Rossi kemudian menyalip pebalap Ducati itu di tikungan terakhir, menempatkan bintang Yamaha itu di jalur yang tepat untuk mengakhiri kekeringan kemenangan yang terjadi di ajang yang sama tahun lalu.
Tapi favorit Marquez melewati Dovizioso dan Rossi dalam satu gerakan, lalu dengan cepat melepaskan diri untuk meraih kemenangan keempatnya musim ini dengan selisih 2,3 detik.
Rossi, sementara itu, harus puas di posisi kelima setelah berselisih dengan Dovizioso di lap kedua terakhir.
“Itu adalah balapan yang sangat sulit. Sangat kuat dan sangat menarik,” kata Rossi.
“Pertama-tama, saya senang berada di sana dan berjuang sepanjang balapan karena ini adalah balapan yang hebat untuk disaksikan. Kami berjuang sangat keras dengan semua orang.
“Tapi saya agak sedih tentunya karena saya pikir saya bisa naik podium, tapi pada akhirnya saya berada di posisi kelima.”
Dengan rekan setim Rossi, Vinales, melewati batas di posisi ketiga, kekalahan beruntun Yamaha kini mencapai 18 balapan.

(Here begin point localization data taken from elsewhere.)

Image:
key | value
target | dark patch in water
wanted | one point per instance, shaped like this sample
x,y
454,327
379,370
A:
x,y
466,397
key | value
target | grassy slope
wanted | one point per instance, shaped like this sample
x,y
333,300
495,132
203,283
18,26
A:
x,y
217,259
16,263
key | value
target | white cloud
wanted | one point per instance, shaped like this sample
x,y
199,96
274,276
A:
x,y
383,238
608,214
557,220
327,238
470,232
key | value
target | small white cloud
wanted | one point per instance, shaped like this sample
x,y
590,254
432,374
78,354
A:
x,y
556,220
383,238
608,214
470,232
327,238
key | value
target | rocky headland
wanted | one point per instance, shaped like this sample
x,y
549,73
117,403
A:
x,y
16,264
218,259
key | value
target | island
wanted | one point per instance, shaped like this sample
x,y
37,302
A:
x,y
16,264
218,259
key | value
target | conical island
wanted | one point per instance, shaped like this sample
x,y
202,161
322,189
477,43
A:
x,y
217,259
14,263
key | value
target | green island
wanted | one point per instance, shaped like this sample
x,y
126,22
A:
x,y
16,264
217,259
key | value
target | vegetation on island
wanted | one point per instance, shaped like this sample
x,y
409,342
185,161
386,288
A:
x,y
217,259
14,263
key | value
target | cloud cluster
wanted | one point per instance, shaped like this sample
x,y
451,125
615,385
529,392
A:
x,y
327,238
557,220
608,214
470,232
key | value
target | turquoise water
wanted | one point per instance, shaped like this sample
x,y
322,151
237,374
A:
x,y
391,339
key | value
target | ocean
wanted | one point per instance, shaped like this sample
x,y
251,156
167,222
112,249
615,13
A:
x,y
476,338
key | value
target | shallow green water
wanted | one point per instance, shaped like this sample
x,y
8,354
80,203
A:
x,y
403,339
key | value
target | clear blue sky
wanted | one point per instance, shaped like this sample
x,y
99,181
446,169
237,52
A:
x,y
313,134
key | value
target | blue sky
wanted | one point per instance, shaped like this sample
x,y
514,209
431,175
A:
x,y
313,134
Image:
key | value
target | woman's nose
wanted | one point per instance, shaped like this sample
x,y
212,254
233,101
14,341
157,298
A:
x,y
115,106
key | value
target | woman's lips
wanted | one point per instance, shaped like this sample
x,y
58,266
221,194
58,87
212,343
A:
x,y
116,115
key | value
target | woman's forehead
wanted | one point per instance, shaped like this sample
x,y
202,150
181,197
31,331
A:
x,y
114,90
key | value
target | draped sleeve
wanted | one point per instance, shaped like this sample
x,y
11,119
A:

Tapi – seperti banyak pembalap lainnya – Rossi merasa bahwa Marquez selalu punya sesuatu untuk dilakukan.
“Seperti yang saya katakan selama latihan, Marquez lebih kuat dan hari ini dia bertarung, tapi dia punya margin dan ketika dia memutuskan untuk pergi, dia datang sendirian.
“Ini sulit karena dia lebih cepat dari kami, tapi juga lebih cepat dari orang lain.

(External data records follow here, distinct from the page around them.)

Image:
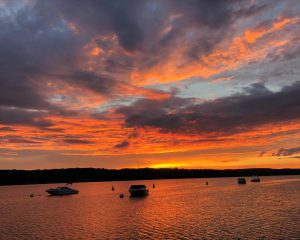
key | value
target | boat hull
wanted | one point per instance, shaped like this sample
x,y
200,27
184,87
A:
x,y
55,192
139,193
242,181
255,180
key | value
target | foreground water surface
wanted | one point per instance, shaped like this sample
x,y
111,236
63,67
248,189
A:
x,y
175,209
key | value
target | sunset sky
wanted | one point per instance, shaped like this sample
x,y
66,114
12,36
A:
x,y
157,83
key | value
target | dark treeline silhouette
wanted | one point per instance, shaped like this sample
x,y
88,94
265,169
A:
x,y
14,177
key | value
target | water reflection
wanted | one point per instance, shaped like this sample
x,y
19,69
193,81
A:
x,y
175,209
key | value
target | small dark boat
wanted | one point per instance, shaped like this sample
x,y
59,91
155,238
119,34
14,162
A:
x,y
60,191
242,181
255,179
138,191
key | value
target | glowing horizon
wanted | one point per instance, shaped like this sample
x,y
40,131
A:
x,y
121,84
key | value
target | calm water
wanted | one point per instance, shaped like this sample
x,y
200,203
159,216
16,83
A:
x,y
175,209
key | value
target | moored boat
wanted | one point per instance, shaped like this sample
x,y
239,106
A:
x,y
242,181
138,191
60,191
255,179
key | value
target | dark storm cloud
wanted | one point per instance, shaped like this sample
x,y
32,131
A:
x,y
17,139
224,116
100,84
287,151
37,44
123,144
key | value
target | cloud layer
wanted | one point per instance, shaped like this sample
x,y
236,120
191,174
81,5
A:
x,y
139,79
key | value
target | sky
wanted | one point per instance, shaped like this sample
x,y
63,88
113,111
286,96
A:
x,y
149,83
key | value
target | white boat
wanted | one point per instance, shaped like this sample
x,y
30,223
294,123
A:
x,y
60,191
138,191
241,180
255,179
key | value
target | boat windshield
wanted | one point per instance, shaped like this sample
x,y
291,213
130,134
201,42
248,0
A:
x,y
137,186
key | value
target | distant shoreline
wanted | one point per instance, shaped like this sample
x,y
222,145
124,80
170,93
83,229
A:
x,y
72,175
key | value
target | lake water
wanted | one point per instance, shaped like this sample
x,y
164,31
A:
x,y
175,209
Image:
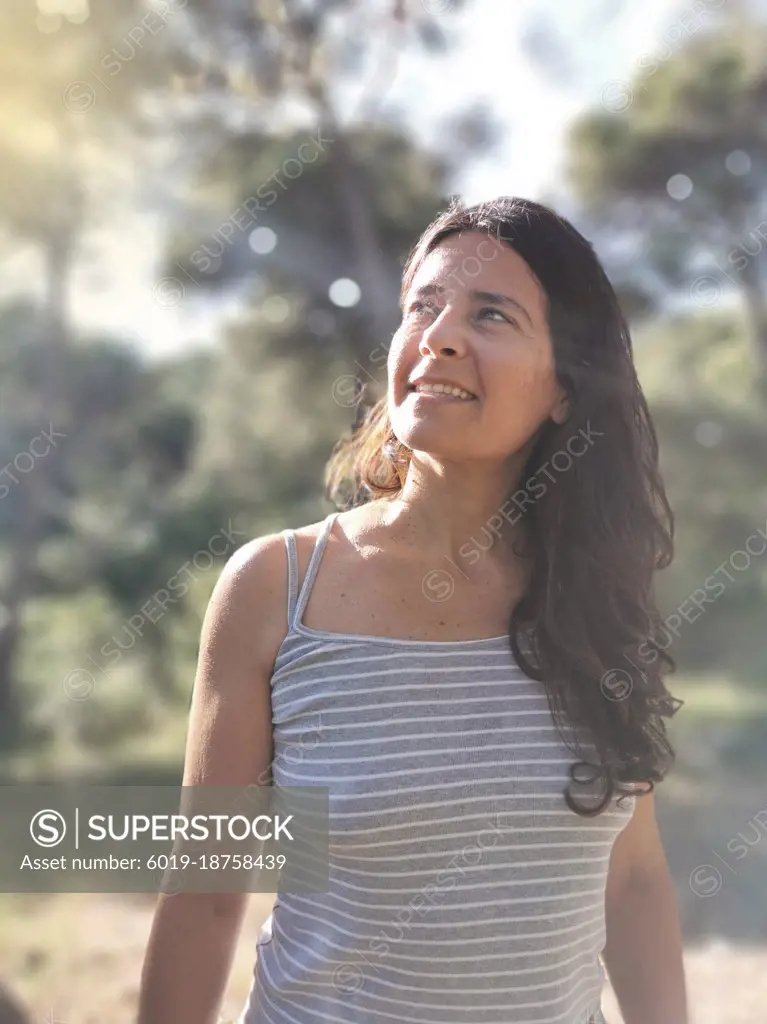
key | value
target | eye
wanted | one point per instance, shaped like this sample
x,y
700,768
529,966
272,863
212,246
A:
x,y
419,307
492,309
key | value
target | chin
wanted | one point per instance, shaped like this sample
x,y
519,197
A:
x,y
439,443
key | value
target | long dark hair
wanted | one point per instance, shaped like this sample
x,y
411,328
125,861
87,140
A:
x,y
587,627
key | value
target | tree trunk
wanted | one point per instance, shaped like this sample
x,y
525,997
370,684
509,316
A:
x,y
756,313
35,489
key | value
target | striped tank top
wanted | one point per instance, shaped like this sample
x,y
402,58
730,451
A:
x,y
462,889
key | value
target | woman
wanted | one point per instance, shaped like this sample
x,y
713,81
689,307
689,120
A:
x,y
471,646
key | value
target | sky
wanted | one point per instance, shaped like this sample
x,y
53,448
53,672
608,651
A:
x,y
597,46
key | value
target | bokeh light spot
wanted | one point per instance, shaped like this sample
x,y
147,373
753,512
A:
x,y
679,186
344,292
262,241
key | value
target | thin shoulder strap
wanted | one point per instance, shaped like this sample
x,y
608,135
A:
x,y
296,601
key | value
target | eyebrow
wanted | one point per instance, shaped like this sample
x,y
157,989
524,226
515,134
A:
x,y
497,298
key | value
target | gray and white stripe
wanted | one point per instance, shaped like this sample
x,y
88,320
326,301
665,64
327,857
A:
x,y
462,889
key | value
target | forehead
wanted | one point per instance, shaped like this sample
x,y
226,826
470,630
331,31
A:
x,y
476,260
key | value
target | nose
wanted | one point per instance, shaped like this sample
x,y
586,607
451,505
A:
x,y
445,336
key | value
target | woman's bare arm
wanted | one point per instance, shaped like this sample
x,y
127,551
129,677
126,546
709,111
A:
x,y
194,935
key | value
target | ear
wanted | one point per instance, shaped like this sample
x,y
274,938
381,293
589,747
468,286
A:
x,y
561,409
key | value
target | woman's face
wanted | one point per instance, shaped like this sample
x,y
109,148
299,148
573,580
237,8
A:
x,y
474,316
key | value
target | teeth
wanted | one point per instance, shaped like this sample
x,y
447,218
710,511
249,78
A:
x,y
457,392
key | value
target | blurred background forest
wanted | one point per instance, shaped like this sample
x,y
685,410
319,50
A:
x,y
204,212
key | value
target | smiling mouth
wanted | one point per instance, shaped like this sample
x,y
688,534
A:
x,y
444,391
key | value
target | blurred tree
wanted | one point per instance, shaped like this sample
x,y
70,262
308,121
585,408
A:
x,y
678,178
313,186
696,372
64,129
317,76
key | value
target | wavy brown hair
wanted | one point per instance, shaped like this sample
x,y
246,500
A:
x,y
587,627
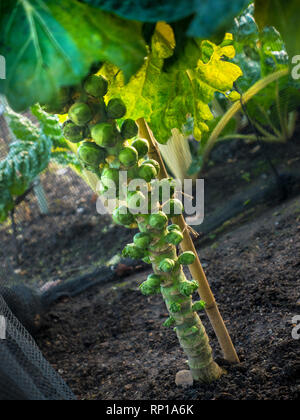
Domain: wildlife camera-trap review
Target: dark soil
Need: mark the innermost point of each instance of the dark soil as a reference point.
(109, 343)
(74, 239)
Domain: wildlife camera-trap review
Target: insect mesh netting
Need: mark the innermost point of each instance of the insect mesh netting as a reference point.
(24, 372)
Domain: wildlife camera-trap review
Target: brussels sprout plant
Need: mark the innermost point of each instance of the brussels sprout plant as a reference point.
(106, 150)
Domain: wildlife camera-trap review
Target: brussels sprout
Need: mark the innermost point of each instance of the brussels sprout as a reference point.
(167, 265)
(91, 154)
(147, 172)
(99, 111)
(173, 227)
(175, 307)
(132, 251)
(187, 288)
(105, 134)
(158, 221)
(96, 86)
(173, 207)
(136, 200)
(169, 322)
(110, 175)
(73, 132)
(123, 216)
(128, 156)
(175, 237)
(151, 286)
(147, 260)
(187, 258)
(142, 147)
(80, 113)
(154, 280)
(142, 240)
(154, 163)
(129, 129)
(166, 185)
(116, 109)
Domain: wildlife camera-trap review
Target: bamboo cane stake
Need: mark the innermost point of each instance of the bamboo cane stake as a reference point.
(196, 269)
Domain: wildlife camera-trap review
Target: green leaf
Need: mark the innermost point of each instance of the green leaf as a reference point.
(165, 99)
(206, 18)
(51, 44)
(284, 15)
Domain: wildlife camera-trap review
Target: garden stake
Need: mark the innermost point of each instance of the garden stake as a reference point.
(107, 151)
(196, 268)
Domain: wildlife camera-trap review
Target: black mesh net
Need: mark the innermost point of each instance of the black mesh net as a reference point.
(24, 372)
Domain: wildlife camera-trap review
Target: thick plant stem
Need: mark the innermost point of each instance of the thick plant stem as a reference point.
(177, 292)
(196, 269)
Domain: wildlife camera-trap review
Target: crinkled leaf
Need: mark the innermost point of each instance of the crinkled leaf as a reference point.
(165, 99)
(207, 17)
(49, 44)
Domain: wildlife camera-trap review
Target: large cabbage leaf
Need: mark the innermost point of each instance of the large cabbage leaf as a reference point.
(48, 44)
(207, 16)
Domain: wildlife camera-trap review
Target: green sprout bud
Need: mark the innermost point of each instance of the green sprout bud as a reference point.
(175, 238)
(158, 220)
(91, 154)
(167, 265)
(142, 240)
(166, 189)
(105, 135)
(129, 129)
(199, 306)
(147, 172)
(133, 252)
(128, 156)
(116, 109)
(175, 307)
(173, 207)
(110, 175)
(123, 216)
(80, 113)
(169, 322)
(99, 111)
(187, 288)
(173, 227)
(147, 260)
(96, 86)
(154, 280)
(73, 132)
(142, 147)
(136, 201)
(187, 258)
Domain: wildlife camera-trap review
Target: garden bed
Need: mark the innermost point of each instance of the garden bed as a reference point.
(109, 343)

“Jadi saya pikir untuk kejuaraan ini akan sangat sulit, tapi saya pikir untuk alasan yang sama kami harus berjuang keras untuk tempat kedua, dengan minimal dua atau tiga pembalap lagi.
“Kami harus mencoba dan kami juga berharap bisa meningkatkan motor sepanjang musim ini, tapi itu tidak mudah.
“Sejujurnya selama akhir pekan ini kami kompetitif karena trek ini bagus untuk M1 dan kami bisa memanfaatkan beberapa hal bagus dari motornya. Beberapa poin kuat.
“Saya pikir dengan saya dan Maverick, kami punya potensi untuk naik podium hari ini. Tapi itu sulit. Di akhir balapan saya lebih kompetitif dibandingkan balapan sebelumnya, itu benar, tapi kami menderita.
“Dalam akselerasi kami tidak cukup kuat dan kami harus bekerja, jadi saya harap kami bisa meningkatkan motornya. Musim masih panjang dan tahun ini motornya sangat bagus untuk dikendarai, tapi dalam akselerasi kami harus mengambil langkah.
Rossi juga merasa bahwa cuaca Assen yang luar biasa stabil (dan cerah) justru menguntungkan Yamaha, bukannya membantu Marquez dan Honda.
“Bagi saya, keadaan yang baik lebih membantu kami daripada dia! Karena kami selalu punya banyak pekerjaan yang harus diselesaikan.
“Marquez mencatatkan ‘34,4 setelah tiga lap pada Jumat pagi. Jadi itu berarti dia hanya bisa melakukan pemanasan dan balapan, dengan satu lap lagi untuk lolos!”
Rossi tetap berada di peringkat kedua kejuaraan dunia, namun kini tertinggal 41 poin dari Marquez dan hanya unggul enam poin dari Vinales.